What Is A Ponzi Scheme? Allen Stanford, Bernard Madoff And More
Ponzi schemes leave their victims in financial ruin and their perpetrators, if caught, with lengthy prison terms like the 110-year sentence given Thursday to swindler and former Texas billionaire Allen Stanford.
What is a Ponzi scheme?
The Ponzi scheme, named after Charles Ponzi, who used the technique in the 1920s, purports to invest in something that generates extraordinary returns for investors, when in actuality the funds are generated by luring new victims and using their money.
Charles Ponzi guaranteed he could give investors 50-percent returns by investing in postage stamps at a time when the annual interest rates on bank accounts was 5 percent, according to a Ponzi scheme fact sheet on the U.S. Securities Exchange Commission website. At first, Ponzi did invest his clients' money in the stamps, but he later used new money to pay earlier investors.
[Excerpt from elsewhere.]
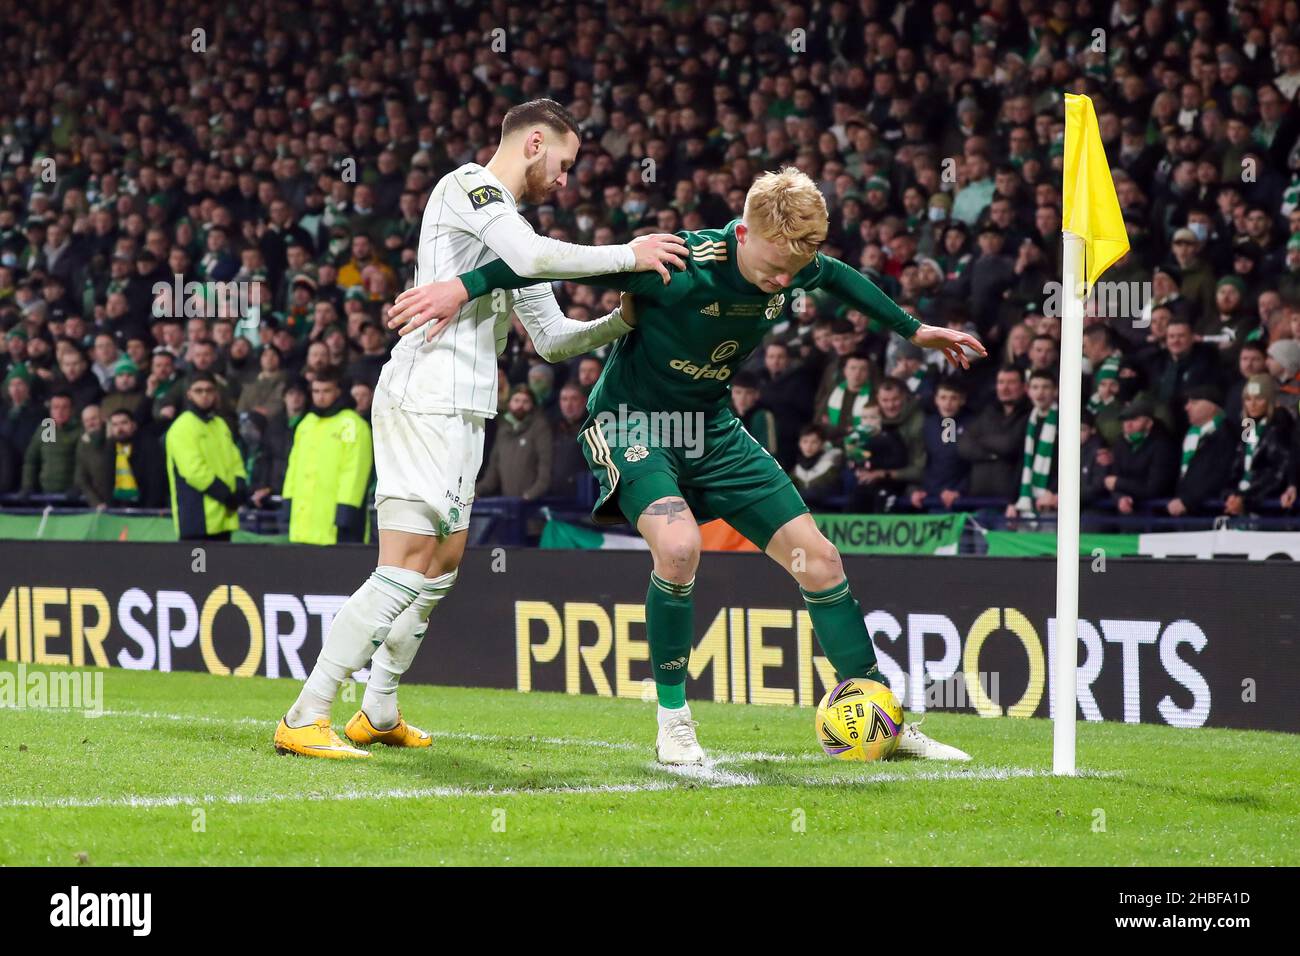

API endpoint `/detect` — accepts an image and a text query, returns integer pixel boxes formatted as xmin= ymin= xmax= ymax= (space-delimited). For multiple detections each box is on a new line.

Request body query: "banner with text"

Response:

Ponzi schemes unravel when new investor money dries up or there is not enough to pay earlier investors.
The most notorious Ponzi scheme was the $65 billion fraud run by Bernard Madoff, a former Nasdaq chairman and head of Bernard L. Madoff Investment Securities in New York. It was came crashing down during the financial crash in late 2008.
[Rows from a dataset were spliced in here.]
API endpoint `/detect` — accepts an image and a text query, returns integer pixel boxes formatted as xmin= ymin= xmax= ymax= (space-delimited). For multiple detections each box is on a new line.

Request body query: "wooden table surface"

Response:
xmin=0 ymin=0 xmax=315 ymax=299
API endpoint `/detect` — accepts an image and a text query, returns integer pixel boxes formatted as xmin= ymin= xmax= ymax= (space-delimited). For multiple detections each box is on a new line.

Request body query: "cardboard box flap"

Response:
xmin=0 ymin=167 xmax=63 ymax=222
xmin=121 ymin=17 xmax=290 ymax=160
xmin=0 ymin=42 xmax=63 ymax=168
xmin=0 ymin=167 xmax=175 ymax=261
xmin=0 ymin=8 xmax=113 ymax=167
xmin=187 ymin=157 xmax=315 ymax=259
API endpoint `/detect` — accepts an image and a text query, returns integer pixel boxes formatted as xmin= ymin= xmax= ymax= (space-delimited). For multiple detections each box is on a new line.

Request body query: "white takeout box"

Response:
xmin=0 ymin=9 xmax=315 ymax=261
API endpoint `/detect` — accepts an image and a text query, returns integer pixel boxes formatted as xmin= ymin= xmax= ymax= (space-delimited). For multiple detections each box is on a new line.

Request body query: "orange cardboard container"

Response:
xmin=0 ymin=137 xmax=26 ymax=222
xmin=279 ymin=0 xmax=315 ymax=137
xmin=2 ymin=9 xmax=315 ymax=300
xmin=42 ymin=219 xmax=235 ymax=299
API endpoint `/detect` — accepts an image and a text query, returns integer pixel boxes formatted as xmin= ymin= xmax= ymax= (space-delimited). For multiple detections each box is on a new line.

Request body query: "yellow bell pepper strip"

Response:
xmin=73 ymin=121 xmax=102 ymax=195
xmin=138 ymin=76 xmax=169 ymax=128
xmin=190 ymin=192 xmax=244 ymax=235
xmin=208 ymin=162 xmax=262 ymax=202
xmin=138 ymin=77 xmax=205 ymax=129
Madoff promised, and, according to fabricated financial statements used to further his racket, delivered double-digit returns that far outperformed the market. It all fell apart when investors tried to withdraw their funds -- Madoff tried to convince clients to stick with their investment -- and the money wasn't there. Among the scheme's victims were Holocaust survivor Elie Wiesel, actor Kevin Bacon and New York Daily News publisher Mort Zuckerman.
Madoff's massive Ponzi scheme led Manhattan federal Judge Denny Chin to sentence him to 115 years. He's currently incarcerated in a North Carolina federal prison.
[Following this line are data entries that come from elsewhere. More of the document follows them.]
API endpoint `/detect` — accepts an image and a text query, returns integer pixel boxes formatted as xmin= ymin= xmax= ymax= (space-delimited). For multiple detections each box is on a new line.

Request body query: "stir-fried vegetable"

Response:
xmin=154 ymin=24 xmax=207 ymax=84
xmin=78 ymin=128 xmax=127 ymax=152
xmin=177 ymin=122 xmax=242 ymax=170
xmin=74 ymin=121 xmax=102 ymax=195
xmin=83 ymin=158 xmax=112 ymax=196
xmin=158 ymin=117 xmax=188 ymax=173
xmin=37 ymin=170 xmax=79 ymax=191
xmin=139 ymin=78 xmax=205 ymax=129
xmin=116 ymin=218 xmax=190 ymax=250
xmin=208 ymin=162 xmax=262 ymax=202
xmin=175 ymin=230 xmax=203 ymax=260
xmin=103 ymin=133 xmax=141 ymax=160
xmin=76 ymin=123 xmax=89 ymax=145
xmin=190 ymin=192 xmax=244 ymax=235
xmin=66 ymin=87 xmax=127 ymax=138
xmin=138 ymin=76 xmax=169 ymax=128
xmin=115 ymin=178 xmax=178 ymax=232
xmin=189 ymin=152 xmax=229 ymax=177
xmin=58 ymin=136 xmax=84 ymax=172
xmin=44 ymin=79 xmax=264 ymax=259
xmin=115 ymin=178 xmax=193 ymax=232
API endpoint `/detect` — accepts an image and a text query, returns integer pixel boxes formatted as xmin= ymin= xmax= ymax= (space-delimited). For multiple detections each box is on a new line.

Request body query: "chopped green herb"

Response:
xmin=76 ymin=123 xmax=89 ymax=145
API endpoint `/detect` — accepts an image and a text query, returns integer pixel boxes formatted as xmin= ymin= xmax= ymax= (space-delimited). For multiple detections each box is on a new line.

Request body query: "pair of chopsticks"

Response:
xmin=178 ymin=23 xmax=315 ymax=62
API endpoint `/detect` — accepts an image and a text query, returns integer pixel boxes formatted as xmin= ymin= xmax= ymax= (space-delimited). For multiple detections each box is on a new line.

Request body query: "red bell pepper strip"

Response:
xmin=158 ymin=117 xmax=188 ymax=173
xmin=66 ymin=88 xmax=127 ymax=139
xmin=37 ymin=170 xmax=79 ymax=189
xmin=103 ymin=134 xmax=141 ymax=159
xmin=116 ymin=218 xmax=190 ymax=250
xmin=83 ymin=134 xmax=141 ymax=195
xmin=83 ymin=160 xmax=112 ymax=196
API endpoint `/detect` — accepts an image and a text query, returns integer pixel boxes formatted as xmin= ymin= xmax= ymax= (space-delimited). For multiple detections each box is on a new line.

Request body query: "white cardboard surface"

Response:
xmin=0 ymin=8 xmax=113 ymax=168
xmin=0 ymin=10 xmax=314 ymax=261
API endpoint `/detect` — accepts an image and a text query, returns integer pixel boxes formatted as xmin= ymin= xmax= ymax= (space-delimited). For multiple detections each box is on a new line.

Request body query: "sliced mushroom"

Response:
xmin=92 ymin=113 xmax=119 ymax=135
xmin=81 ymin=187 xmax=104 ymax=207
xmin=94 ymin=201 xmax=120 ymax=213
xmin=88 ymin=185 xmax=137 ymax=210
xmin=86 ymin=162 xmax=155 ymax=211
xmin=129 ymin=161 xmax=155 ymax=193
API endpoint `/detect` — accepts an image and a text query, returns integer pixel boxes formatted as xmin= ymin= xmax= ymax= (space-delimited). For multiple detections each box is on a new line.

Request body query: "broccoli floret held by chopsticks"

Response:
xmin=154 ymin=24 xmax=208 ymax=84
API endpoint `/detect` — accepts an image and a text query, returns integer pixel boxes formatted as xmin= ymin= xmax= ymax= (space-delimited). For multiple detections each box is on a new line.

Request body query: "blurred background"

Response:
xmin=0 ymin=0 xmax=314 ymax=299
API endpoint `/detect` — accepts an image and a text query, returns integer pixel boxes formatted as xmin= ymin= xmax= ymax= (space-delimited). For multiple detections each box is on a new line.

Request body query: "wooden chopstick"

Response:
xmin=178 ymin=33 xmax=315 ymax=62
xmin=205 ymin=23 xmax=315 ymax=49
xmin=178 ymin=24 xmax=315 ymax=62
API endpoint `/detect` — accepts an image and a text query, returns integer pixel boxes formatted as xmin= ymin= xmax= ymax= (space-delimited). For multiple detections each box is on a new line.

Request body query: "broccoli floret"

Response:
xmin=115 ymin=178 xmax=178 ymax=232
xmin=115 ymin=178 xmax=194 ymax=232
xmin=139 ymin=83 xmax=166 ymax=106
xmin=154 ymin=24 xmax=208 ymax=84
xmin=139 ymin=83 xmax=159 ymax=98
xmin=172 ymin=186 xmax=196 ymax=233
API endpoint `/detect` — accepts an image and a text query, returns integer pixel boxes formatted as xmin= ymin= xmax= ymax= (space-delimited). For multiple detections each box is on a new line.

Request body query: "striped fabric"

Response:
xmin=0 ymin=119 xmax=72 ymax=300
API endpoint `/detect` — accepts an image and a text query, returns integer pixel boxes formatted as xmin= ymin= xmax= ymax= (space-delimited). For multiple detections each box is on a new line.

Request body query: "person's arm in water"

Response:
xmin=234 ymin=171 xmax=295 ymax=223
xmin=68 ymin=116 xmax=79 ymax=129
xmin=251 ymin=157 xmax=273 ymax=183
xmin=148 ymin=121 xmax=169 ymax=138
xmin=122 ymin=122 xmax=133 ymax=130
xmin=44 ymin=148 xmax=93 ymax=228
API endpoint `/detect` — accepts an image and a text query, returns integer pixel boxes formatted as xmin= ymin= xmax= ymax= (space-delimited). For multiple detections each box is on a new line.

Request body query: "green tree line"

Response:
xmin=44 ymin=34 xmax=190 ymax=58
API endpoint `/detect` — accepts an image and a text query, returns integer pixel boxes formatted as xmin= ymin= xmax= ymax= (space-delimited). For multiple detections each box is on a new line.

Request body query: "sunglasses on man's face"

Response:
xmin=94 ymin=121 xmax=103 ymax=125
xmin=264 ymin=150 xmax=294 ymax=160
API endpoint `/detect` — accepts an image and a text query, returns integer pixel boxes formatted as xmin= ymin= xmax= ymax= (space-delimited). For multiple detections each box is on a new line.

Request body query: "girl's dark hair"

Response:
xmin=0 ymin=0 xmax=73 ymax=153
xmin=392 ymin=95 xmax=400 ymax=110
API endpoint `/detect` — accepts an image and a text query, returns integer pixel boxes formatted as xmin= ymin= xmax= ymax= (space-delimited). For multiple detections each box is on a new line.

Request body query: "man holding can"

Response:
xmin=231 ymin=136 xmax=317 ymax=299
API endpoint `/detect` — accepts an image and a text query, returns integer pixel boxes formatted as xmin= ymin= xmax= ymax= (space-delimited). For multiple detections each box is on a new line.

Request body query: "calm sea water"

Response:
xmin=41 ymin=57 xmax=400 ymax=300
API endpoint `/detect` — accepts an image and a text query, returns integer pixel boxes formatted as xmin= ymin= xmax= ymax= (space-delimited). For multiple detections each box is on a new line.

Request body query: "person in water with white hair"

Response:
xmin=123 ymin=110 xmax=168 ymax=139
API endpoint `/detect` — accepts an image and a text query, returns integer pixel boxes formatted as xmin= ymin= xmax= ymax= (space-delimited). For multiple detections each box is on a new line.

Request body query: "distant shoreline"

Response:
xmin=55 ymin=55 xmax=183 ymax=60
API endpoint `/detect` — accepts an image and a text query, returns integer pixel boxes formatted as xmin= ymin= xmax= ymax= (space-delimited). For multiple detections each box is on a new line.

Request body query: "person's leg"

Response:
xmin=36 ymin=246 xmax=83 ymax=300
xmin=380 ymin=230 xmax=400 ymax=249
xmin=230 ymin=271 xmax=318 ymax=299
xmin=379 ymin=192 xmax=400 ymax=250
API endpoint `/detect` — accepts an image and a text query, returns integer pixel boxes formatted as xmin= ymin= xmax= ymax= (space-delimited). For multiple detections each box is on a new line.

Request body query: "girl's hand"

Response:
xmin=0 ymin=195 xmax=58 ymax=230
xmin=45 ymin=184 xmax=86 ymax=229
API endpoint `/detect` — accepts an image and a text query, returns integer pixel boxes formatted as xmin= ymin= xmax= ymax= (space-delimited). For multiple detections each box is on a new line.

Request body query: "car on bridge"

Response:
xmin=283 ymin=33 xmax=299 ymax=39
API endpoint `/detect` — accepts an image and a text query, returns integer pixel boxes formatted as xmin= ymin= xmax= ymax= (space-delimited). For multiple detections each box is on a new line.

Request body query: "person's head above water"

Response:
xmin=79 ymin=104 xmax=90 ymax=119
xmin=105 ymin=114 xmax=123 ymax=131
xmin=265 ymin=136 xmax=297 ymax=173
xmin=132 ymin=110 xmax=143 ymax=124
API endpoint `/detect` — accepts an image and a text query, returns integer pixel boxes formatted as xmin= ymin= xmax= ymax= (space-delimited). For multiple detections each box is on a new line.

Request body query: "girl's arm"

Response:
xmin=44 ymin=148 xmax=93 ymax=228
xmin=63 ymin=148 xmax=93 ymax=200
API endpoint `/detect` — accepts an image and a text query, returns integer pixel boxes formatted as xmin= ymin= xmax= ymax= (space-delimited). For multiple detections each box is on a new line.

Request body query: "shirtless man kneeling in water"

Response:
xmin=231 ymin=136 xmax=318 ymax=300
A substantial sentence will not give the victims back their retirement funds or the moneys they saved to send their children or grandchildren to college, Chin said at the time of Madoff's sentencing in 2009. The victims put their trust in Mr. Madoff. That trust was broken in a way that has left many -- victims as well as others -- doubting our financial institutions.
Allen Stanford's $7 billion Ponzi scheme would have been considered more shocking had it not been overshadowed by the gigantic Madoff fraud.
Even until the end, Stanford denied running a Ponzi scheme that prosecutors said duped 30,000 investors from 113 countries.
I'm not up here to ask for sympathy or forgiveness. I'm up here to tell you from my heart I didn't run a Ponzi scheme, he said at sentencing in Houston federal court Thursday, The New York Times reported. Stanford was convicted in March.